Impact of Cardiovascular Failure in Intensive CareUnit-Acquired Pneumonia: A Single-Center, Prospective Study.

Antibiotics (Basel) 2021 Jun 30;10(7). Epub 2021 Jun 30.

Hospital Clinic, IDIBAPS, Universidad de Barcelona, CIBERes, 08036 Barcelona, Spain.

Background: Cardiovascular failure (CVF) may complicate intensive care unit-acquired pneumonia (ICUAP) and radically alters the empirical treatment of this condition. The aim of this study was to determine the impact of CVF on outcome in patients with ICUAP.

Methods: A prospective, single-center, observational study was conducted in six medical and surgical ICUs at a University Hospital. CVS was defined as a score of 3 or more on the cardiovascular component of the Sequential Organ Failure Assessment (SOFA) score. At the onset of ICUAP, CVF was reported as absent, transient (if lasting ≤ 3 days) or persistent (>3 days). The primary outcome was 90-day mortality modelled through a Cox regression analysis. Secondary outcomes were 28-day mortality, hospital mortality, ICU length of stay (LOS) and hospital LOS.

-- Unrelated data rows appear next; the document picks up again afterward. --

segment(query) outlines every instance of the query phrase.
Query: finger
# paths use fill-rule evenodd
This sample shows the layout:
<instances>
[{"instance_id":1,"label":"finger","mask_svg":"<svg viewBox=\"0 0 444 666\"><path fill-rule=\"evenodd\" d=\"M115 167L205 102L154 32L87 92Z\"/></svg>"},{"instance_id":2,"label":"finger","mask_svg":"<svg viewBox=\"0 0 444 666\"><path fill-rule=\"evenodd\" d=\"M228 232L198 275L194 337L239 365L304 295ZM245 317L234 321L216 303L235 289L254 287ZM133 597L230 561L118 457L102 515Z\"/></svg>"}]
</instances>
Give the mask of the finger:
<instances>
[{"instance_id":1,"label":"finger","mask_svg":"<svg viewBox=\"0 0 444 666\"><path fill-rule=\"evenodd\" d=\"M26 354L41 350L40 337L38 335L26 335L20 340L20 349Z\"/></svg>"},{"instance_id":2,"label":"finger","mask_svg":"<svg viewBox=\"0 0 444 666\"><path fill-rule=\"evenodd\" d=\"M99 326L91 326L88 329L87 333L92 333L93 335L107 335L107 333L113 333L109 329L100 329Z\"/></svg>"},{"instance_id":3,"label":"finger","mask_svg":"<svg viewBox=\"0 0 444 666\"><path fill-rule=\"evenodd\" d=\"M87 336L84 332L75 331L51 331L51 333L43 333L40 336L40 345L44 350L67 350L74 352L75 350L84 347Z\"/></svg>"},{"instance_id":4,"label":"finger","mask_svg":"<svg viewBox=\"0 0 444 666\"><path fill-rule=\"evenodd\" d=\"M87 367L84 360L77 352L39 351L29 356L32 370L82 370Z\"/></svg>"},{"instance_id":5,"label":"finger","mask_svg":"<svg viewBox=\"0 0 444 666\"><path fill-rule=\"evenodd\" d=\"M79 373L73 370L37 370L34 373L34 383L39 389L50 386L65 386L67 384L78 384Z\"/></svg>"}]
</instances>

Results: 358 patients were enrolled: 203 (57%) without CVF, 82 (23%) with transient CVF, and 73 (20%) with persistent CVF. Patients with transient and persistent CVF were more severely ill and presented higher inflammatory response than those without CVF. Despite having similar severity and aetiology, the persistent CVF group more frequently received inadequate initial antibiotic treatment and presented more treatment failures than the transient CVF group. In the persistent CVF group, at day 3, a bacterial superinfection was more frequently detected. The 90-day mortality was significantly higher in the persistent CVF group (62%). The 28-day mortality rates for patients without CVF, with transient and with persistent CVF were 19, 35 and 41% respectively and ICU mortality was 60, 38 and 19% respectively. In the multivariate analysis chronic pulmonary conditions, lack of Pa0/FiO improvement at day 3, pulmonary superinfection at day 3 and persistent CVF were independently associated with 90-day mortality in ICUAP patients. : Persistent CVF has a significant impact on the outcome of patients with ICUAP. Patients at risk from persistent CVF should be promptly recognized to optimize treatment and outcomes.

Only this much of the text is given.